Etkili Bir Terapinin Yolu Danışana İstediğini Vermek Mi?
Yeni yapılan bir araştırmanın sonucuna göre, danışanların terapi başlangıcında ve sürecinde yaptığı kişisel tercihler onların terapiden daha iyi bir verim almalarını sağlıyor.
Psikoterapide Kişisel Tercihler
Londra’da kaygı ve depresyon tedavilerinde psikoterapinin kalitesini artırmak için yapılan bir araştırmanın bilgi havuzundan toplanarak yapılan bu araştırmada, İngiltere ve Galler’de 2012 ve 2013 yılları arasında psikoterapi alan danışanlar incelendi ve bu danışanlar üzerinde psikoterapinin ne kadar etkili olduğu incelendi.

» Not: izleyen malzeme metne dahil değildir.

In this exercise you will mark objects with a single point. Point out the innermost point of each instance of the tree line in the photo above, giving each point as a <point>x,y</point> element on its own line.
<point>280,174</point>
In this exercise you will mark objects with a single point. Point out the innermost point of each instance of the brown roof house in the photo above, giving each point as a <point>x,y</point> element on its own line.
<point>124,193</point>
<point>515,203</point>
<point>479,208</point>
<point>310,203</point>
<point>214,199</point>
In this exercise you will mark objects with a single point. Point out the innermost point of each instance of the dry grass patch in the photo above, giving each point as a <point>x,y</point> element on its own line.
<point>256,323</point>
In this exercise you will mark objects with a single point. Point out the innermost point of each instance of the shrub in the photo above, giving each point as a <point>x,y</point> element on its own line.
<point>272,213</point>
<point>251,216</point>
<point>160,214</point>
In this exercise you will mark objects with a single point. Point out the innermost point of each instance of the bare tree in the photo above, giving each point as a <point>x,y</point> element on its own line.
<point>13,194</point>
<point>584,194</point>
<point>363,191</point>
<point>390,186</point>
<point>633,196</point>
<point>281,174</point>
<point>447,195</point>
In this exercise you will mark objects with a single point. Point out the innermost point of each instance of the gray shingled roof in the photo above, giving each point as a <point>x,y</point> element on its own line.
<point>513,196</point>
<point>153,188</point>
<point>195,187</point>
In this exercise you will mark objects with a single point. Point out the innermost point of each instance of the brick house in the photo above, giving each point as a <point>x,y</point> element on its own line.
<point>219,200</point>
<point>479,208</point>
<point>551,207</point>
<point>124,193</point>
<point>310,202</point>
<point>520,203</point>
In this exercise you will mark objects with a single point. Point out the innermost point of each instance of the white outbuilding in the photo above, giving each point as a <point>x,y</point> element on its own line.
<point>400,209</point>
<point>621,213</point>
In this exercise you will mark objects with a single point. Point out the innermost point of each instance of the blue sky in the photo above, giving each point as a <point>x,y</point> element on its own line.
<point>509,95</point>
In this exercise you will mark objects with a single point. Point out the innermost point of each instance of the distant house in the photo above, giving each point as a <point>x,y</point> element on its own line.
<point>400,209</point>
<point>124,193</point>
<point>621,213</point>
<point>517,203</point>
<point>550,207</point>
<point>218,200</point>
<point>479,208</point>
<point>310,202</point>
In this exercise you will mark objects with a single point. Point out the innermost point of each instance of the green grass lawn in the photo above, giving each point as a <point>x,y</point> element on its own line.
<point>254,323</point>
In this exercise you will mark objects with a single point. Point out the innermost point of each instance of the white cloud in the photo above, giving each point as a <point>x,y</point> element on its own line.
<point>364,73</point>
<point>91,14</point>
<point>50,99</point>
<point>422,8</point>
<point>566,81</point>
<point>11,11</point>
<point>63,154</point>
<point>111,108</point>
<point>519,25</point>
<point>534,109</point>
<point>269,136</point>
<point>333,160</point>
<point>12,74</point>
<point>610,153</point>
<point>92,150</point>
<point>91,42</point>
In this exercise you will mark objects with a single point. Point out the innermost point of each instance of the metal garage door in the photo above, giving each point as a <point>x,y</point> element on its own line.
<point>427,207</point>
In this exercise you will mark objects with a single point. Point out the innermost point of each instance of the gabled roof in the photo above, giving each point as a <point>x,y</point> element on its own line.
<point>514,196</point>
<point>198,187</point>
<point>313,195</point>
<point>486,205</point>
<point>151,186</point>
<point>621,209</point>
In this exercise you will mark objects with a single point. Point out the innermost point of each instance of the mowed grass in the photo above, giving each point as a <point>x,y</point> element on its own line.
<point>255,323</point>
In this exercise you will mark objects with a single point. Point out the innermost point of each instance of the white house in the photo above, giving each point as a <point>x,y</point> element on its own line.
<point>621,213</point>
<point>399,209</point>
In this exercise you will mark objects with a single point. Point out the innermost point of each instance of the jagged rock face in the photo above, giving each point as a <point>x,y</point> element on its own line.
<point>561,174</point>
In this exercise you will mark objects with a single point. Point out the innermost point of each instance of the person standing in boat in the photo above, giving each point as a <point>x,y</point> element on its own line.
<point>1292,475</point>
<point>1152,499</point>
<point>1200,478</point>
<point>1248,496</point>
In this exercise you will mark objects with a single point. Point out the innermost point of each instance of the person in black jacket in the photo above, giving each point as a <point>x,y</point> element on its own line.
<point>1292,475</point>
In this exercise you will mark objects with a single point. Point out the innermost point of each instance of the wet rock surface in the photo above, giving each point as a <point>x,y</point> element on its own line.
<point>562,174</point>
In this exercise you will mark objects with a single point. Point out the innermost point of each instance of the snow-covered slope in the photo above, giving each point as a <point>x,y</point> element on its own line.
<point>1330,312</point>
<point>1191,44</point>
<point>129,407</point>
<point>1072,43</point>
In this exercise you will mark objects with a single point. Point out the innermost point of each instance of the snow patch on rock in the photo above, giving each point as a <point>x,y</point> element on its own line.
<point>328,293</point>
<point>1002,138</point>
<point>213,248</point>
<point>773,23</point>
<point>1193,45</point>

Toplamda 184 farklı sağlık servisinden hizmet alan 14.587 danışan araştırmaya dâhil edildi.
Katılımcılar psikoterapi tercihlerini beş başlık altında değerlendirdiler: terapinin günü ve zamanı, yeri, terapisttin cinsiyeti, terapistin kullandığı dil ve terapi çeşidi. Her katılımcı psikoterapinin ne ölçüde kendi taleplerini karşıladığını ve ne kadar etkili olduğunu 5 puanlık bir ölçek üzerinden değerlendirdi.
Katılımcıların çoğunluğunun (%86’sı) yukarıdaki 5 başlıktan en az birine göre tercih yaptığı ve en fazla dikkat edilen kriterin terapinin günü ve zamanı olduğu bulundu. Danışanların 3’te birinden fazlası (%36) önlerinde tercih yapabilmek için yeteri kadar seçenek olmadığını belirtirken %40.5’u ise terapistin cinsiyeti konusundaki taleplerinin karşılandığı bilgisini verdi.
Neticede, terapi üzerinde bir tercih belirtmeyenler veya tercihlerinin terapide karşılandığını belirtenler, kendi tercihlerinin karşılanmadığını söyleyenlere göre terapilerinden daha fazla verim aldıklarını belirttiler. Bu oran da %80’lik bir kısma denk düşüyor.
Bu araştırma, terapi seçiminde sağlık sigortasının veya diğer etkenlerin belirleyici olmasına karşın, danışanın kendi kriterlerine göre bir seçim yaptıklarında terapi üstünde daha fazla kontrolü hissedeceklerini ve sonuçları açısından daha etkili bir terapi alacaklarını söylüyor.